ISTANBUL — Turkey’s ruling party won a third term in parliamentary elections Sunday, setting the stage for the rising regional power to pursue trademark economic growth, assertive diplomacy and an overhaul of the military-era constitution.
However, results indicated that the Justice and Development Party of Prime Minister Recep Tayyip Erdogan failed to win a two-thirds majority in parliament, a shortcoming that would force it to seek support for constitutional change from other political groups.
With 99 percent of ballots counted, Mr. Erdogan’s party had 50 percent of the votes, according to TRT, the state-run television. It said the Republican People’s Party, the main opposition group, won 26 percent of the vote.

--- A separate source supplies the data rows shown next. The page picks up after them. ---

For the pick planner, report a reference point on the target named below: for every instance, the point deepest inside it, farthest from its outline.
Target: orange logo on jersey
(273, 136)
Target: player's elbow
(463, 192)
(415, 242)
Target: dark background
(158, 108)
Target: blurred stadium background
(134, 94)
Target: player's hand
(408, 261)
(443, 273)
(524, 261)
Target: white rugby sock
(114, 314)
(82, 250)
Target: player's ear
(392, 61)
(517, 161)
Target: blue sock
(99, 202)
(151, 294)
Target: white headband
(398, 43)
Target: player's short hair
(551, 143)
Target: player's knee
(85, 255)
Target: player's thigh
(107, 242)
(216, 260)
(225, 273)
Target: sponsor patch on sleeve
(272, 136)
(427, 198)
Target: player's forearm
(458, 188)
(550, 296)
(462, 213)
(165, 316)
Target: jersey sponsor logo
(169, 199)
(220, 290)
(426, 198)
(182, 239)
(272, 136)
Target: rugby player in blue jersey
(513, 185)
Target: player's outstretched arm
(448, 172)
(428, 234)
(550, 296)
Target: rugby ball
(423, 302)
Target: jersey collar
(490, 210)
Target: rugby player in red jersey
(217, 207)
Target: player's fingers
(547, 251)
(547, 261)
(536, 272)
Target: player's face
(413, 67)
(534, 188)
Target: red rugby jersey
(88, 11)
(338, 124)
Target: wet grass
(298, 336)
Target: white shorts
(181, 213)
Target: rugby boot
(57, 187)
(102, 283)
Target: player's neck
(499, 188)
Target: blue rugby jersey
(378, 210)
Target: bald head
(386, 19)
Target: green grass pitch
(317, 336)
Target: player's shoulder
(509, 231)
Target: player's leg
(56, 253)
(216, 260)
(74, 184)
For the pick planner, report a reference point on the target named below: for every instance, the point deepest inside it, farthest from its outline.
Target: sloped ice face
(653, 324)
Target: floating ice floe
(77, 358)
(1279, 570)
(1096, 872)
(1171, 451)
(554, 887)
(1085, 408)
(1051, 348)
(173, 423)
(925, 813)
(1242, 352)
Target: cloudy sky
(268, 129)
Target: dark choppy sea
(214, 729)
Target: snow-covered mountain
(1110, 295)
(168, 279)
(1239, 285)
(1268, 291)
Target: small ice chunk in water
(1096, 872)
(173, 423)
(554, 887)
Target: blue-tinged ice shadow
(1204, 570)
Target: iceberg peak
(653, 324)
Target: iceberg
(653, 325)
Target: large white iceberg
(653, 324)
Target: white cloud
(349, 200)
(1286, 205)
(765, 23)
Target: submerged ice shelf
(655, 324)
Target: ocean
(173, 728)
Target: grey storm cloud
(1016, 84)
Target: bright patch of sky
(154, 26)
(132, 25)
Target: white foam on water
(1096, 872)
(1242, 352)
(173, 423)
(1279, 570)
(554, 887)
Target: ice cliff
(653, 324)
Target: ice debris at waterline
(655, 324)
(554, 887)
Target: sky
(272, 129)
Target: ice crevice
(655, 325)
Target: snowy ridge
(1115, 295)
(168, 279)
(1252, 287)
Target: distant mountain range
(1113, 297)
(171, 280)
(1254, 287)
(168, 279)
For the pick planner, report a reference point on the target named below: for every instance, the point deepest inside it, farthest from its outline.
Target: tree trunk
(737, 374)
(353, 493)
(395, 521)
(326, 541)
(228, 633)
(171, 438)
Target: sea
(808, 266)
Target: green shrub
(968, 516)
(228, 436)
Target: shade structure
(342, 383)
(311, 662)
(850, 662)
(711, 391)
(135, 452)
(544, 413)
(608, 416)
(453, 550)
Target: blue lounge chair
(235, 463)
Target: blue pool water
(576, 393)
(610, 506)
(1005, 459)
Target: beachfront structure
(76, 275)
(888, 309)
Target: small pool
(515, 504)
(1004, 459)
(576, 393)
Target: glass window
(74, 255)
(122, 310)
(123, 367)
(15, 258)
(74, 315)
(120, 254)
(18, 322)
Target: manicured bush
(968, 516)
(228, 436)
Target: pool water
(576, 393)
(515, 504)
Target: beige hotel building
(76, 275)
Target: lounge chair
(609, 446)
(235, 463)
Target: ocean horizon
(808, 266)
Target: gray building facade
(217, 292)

TRT said another opposition party, the Nationalist Action Party, had 13 percent of the vote, signaling that it would stay in parliament by crossing a 10 percent vote threshold designed to keep out smaller parties.
According to the tally, the ruling party won 326 seats in the 550-seat parliament, a comfortable majority that would ensure the continuation of its single-party rule. It had 331 seats in the outgoing parliament. Lawmakers serve four-year terms.
Several thousand supporters gathered Sunday night outside the ruling party headquarters in Ankara, chanting pro-government slogans and waving Turkish flags as Mr. Erdogan emerged to deliver a victory speech from the balcony.
The prime minister alluded to the climate of impunity and political chaos that prevailed in past decades in Turkey, which endured several military coups but made strides in democratic development as part of its bid to join the European Union.
Despite Turkey’s achievements during his tenure, he is viewed with skepticism by the opposition and some commentators who note hints of an autocratic leadership style.
“We will be humble. We have never displayed pride or boasted,” Mr. Erdogan said in an apparent attempt to counter the criticism. He pledged to start work on enacting a new constitution.
“We will be seeking consensus with the main opposition, the opposition, parties outside of parliament, the media, NGOs, with academics, with anyone who has something to say,” he said.
About 50 million Turks, or two-thirds of the population, were eligible to vote. NTV television said turnout was 84.5 percent.
For the first time, voters cast ballots in transparent plastic boxes in which the yellow envelopes could be seen piling up. The measure was designed to prevent any allegations of fraud. In past elections, wooden boxes were used.
The Anatolia news agency reported that police detained 34 people in the southeast province of Batman who were suspected of trying to coerce people into voting for the Peace and Democracy Party, a Kurdish party accused by officials of links to Kurdish rebels.